Liz Gibbons as photographer, 1938 |
"Although Louise planned every picture meticulously, her photographs look like she just serendipitously chose the perfect moment to snap the girl with her scarf blowing in the wind. They were more like stories than portraits." —Valerie Steele
Suzy Parker in Dior Hat, Tuileries, Paris, 1950 |
I came across Louise Dahl Wolfe's work whilst looking at her fashion photography as she worked in the hey day of Harper's Bazaar and was one of the most celebrated photographers of the 30s, 40s and 50s. I am using her as a source of inspiration in this project because I came across some portrait photographs of hers in the book 'Louise Dahl-Wolfe: A Photographer's Scrapbook', that I felt would be particularly relevant for the kinds of portraits I want to take during this portraiture project.
Dahl Wolfe influenced the likes of Richard Avedon and Irving Penn and was one of the first to master colour photography and use daylight for fashion photography. She brought a new vision informed by her own fine art studies, to the stilted European photography at that time. With her relaxed and empowering fashion portraits of women; often relaxed and reclining.
As I have only looked at studio photographers so far it was really interesting for me to look at Dahl Wolfe's work as she made brilliant use of natural lighting to create portraits that feel more informal and intimate.
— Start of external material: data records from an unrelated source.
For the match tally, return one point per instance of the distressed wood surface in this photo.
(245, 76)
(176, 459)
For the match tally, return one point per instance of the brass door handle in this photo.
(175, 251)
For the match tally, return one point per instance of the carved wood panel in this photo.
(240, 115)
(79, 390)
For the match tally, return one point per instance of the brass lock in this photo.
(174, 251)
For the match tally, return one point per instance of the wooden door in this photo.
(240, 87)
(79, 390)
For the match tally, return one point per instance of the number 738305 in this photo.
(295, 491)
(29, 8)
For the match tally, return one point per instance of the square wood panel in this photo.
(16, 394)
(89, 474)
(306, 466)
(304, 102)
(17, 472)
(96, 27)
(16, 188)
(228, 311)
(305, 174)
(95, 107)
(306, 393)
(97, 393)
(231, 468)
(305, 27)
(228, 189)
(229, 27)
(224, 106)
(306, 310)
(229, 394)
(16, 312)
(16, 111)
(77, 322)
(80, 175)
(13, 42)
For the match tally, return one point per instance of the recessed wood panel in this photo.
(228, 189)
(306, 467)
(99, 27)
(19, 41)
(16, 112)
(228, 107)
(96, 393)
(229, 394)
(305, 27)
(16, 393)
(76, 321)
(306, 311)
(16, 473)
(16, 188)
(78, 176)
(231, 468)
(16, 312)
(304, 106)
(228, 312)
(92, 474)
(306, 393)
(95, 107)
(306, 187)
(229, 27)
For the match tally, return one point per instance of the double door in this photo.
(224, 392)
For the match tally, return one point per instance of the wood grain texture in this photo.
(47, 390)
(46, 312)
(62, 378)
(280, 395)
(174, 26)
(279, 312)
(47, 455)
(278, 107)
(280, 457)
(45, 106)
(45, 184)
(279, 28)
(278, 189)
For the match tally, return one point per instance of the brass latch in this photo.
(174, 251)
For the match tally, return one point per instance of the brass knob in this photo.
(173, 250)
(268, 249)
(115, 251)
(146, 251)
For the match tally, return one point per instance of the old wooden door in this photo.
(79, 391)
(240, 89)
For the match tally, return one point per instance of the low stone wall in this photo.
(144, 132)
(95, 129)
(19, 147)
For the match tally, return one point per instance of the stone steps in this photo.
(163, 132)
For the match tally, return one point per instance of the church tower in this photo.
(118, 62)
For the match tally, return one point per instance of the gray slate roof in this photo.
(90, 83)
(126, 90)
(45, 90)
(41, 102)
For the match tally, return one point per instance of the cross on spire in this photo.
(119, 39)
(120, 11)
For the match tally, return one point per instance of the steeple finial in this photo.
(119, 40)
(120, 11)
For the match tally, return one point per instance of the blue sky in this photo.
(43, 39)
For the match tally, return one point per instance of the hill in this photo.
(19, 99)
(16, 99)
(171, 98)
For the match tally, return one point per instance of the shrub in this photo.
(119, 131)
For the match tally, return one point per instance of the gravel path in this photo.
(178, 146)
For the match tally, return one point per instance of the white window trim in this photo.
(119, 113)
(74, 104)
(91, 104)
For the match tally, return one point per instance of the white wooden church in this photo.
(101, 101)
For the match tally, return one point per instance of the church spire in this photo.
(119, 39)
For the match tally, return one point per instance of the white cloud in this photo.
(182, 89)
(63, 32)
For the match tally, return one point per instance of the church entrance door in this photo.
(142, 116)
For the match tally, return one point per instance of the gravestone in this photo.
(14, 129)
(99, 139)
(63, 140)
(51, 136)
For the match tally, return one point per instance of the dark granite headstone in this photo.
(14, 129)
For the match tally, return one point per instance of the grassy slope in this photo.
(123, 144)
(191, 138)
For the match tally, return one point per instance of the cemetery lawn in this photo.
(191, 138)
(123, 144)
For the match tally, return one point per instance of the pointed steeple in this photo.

I love her work because she captures a real sense of character in her fashion models and even though the images are of an editorial/commercial nature, there is a real sense of modesty in these photographs that I think allows women to get something more out of these images. Rather than just gazing in awe at the kind of intimidating, rigid beauty that was the focus of much of the other European distributed fashion portraits of that time.
The work of Louise Dahl Wolfe's that I really want to use as inspiration for this project is her portraits of designers such as Christian Dior and Coco Chanel. As they are really beautiful environmental portraits that show the depth and personalities, of the faces behind these heavyweight designer labels. These observed, environmental portraits I think are particularly special because although meticulously planned out, the images often seem like candids capturing perfectly a revealing moment that has occurred.
Like in Yousuf Karsh's photographs of artists, the environments framed with the subjects in these portraits serve to add more to the sense of their personality and character that we get in viewing these portraits of them. These photographs like in Dahl Wolfe's fashion portraits have a more earthly, natural feel about them with a real sense of fluidity in how the subjects are composed within the image. Giving us this impression of seeing a moment of activity captured in the subject, rather than them having posed for any amount of time for the shot. Which I think is an incredibly quality to achieve in a photograph.
Looking at Louis Dahl Wolfe's work has really inspired me to think more about how I can make use of naturally lit environments in my own photographs to really inform more about my subjects in my portraits. Her work has also given me more to think about in terms of representing my subjects, as I really admire the kind of sensibility she had in her approach to taking her photographs, in rejecting the kind of fantasy that surrounded the aesthetics of formal portrait and fashion photography at that time.